Finding Stillness and Renewal in a Busy World
You meet some interesting characters in monasteries, and it’s not just the monks. A conversation with a fellow guest on a recent visit to Worth Abbey gave me a crucial idea for marketing my latest book.
Like many of the monastic houses I’ve visited over the years, Worth is in a beautiful location. It sits on the crest of a hill from which one can look down over a panoramic view of the Sussex High Weald and, on a clear day, all the way to the South Downs. It wasn’t a clear day when I arrived. It was in the midst of the Arctic snap that had gripped Britain at the start of January and it was cloudy, and raining to boot. No matter; it was a good excuse to hunker down in my monastic cell and catch up on some reading. And even if in the surrounding woods it was either very icy or very muddy according to the temperature, I managed to get out for some bracing walks. I also enjoyed being in the vast, wonderful, circular shaped Abbey church and being immersed in the lovely plainchant singing of the monks. And then there were the meals. The Benedictines like good food, as do I, and particular treats for me on this visit was breakfast coffee in bowls, French style, and ‘real’ honey from the comb to put on the tasty, wholemeal bread. Also, eating in silence, with a monk reading aloud from a book, always gives the opportunity to really savour the taste and sight and smell of the food.

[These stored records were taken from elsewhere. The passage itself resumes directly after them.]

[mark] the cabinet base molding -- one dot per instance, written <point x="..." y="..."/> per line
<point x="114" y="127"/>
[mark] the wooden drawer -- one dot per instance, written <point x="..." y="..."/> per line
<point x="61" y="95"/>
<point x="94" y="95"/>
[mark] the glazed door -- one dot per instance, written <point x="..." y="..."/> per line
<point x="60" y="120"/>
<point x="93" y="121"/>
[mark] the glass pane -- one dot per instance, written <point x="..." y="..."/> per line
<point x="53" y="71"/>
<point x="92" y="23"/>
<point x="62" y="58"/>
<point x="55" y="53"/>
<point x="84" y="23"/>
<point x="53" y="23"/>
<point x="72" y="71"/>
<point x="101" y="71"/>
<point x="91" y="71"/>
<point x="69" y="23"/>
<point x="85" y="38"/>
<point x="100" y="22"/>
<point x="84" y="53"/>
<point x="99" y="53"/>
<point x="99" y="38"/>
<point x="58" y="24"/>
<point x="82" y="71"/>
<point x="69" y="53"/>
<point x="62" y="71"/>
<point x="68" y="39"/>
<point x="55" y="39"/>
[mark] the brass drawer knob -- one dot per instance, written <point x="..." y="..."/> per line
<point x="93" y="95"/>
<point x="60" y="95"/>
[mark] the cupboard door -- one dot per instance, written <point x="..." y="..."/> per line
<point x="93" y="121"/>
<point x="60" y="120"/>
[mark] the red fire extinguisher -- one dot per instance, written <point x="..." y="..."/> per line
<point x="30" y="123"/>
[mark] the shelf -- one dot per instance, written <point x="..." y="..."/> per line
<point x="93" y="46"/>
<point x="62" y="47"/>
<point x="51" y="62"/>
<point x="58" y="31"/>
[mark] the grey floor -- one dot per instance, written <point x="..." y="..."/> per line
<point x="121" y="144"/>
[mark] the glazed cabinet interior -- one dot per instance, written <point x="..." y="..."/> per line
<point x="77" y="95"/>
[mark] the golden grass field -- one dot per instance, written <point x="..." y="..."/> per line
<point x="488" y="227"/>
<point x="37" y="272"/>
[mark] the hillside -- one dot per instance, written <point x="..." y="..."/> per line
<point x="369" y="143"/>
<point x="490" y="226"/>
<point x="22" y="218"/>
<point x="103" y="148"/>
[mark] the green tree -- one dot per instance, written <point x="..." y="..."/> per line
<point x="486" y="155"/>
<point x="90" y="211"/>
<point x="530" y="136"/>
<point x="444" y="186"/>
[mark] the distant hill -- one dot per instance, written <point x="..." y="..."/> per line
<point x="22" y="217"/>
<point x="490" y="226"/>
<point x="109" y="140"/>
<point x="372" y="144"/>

I don’t usually go to monasteries to socialise. On the contrary, I relish the opportunity to sink into the silence and the ancient, ordering, healing monastic rhythms. However, there was something that drew me to a guest that arrived the day after me, and it wasn’t just his Northern Irish accent, my favourite accent in the world. We got chatting one day in the guest sitting room and it turned out that Owen is the author of some best-selling self-help books. His first was entitled ‘Ten to Zen’ so he clearly had an eye for a catchy title, as well as an understanding of what literary agents and publishers are looking for. He was drawn to the title of my recently-finished book, ‘The Married Monk’ but suggested that it needed a subtitle. I went off and slept on it, having scribbled down a few ideas after compline, the final service of the day.

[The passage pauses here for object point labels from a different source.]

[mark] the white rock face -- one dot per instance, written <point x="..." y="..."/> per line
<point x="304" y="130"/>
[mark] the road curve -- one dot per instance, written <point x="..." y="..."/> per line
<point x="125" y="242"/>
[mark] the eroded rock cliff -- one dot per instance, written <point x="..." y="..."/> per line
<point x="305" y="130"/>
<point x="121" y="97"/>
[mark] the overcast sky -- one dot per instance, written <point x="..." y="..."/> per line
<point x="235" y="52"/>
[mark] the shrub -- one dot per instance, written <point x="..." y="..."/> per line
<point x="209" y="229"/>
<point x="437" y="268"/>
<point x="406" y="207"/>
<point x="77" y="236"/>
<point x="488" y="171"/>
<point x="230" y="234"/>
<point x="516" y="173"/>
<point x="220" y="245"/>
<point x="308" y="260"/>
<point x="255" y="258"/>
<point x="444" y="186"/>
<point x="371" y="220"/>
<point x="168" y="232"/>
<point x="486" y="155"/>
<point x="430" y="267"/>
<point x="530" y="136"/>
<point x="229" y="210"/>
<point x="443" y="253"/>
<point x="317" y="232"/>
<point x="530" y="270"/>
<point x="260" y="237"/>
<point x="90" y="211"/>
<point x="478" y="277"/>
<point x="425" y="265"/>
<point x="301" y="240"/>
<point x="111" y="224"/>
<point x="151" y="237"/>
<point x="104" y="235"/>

There are some things I’ve especially appreciated from my more than thirty years of being a ‘married monk.’ Indeed, when I was the father of three young children, besides being in a people-intensive day job, my regular monastery day was something of a life-saver for me. For twenty-four blessed hours I would live as a monk. Then I would return to ‘the world’ a new man, very well rested and very well fed. As well as the great food, I’ve always enjoyed the walks in what are usually beautiful, peaceful surroundings, or simply sitting with a cup of tea: be it out in a garden or orchard in the summer or in my monastic cell if it’s the winter. And sometimes I’ve recalled to myself the words often said by the Irish Jesuit, William Johnston on his zen retreats: “Sitting, only sitting, and the grass grows by itself.”

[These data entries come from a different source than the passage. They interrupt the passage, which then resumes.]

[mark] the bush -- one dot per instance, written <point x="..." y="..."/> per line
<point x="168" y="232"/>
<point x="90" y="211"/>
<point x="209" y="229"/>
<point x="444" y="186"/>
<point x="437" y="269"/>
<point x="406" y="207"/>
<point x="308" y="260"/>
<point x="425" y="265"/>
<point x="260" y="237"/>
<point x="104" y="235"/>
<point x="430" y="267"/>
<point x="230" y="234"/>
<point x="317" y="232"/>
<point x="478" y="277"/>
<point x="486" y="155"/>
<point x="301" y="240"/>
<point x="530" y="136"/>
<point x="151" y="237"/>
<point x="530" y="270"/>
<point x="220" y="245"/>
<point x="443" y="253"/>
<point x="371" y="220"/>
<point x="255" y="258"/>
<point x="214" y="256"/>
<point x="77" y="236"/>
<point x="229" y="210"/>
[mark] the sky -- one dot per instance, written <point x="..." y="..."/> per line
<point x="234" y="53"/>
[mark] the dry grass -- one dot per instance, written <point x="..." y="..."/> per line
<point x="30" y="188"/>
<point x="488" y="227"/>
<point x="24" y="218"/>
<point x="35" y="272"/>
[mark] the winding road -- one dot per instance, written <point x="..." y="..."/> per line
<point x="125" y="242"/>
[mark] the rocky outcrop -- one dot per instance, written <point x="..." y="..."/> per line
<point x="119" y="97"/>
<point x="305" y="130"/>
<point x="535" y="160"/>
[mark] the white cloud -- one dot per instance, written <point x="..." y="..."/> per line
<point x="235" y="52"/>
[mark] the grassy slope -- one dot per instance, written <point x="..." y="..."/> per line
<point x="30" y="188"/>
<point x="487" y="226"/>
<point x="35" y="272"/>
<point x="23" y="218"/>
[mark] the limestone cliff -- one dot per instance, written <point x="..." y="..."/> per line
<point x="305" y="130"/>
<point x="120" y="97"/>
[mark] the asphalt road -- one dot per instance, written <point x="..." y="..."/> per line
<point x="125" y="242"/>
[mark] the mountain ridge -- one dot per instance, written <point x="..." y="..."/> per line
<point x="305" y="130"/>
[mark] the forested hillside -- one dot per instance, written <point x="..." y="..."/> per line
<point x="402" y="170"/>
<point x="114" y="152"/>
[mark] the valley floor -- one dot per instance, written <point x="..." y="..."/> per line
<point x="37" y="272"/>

There’s usually one cup of tea that is especially sacred and that’s the first cup of the day. And there’s something about the first cup of tea of the day in a monastery that’s extra special. The opening prayer of the day at Worth is the 6.15 A.M. matins service and then there’s about forty minutes until the next service, lauds at 7.30. It was during that creatively charged time between matins and lauds that, sitting in my room with that first cup of steaming tea in my hand (and with it still dark outside and the temperature at around zero) there came to me the subtitle of my book. When I bumped into Owen on the way to breakfast, which follows straight after lauds, I tried it out on him and he seemed to like it, although I subsequently went through several alternatives before alighting on my final choice.
Like most monasteries, Worth is dwindling in numbers. But I’m so grateful that there are still groups of men and women who faithfully get up early in the morning when much of the world is still asleep and who live a hidden life of prayer and praise to God. I’m also incredible grateful to them for their warm welcome of someone like me, whose primary commitment is elsewhere. How I have been fed in body and spirit. And how this ancient way of life has helped me not just to survive but hopefully thrive in this increasingly noisy, non-stop and complex world.
For ‘Finding stillness and renewal in a busy world,’ (and as they sing at the end of the monastic liturgy): ‘Thanks be to God.’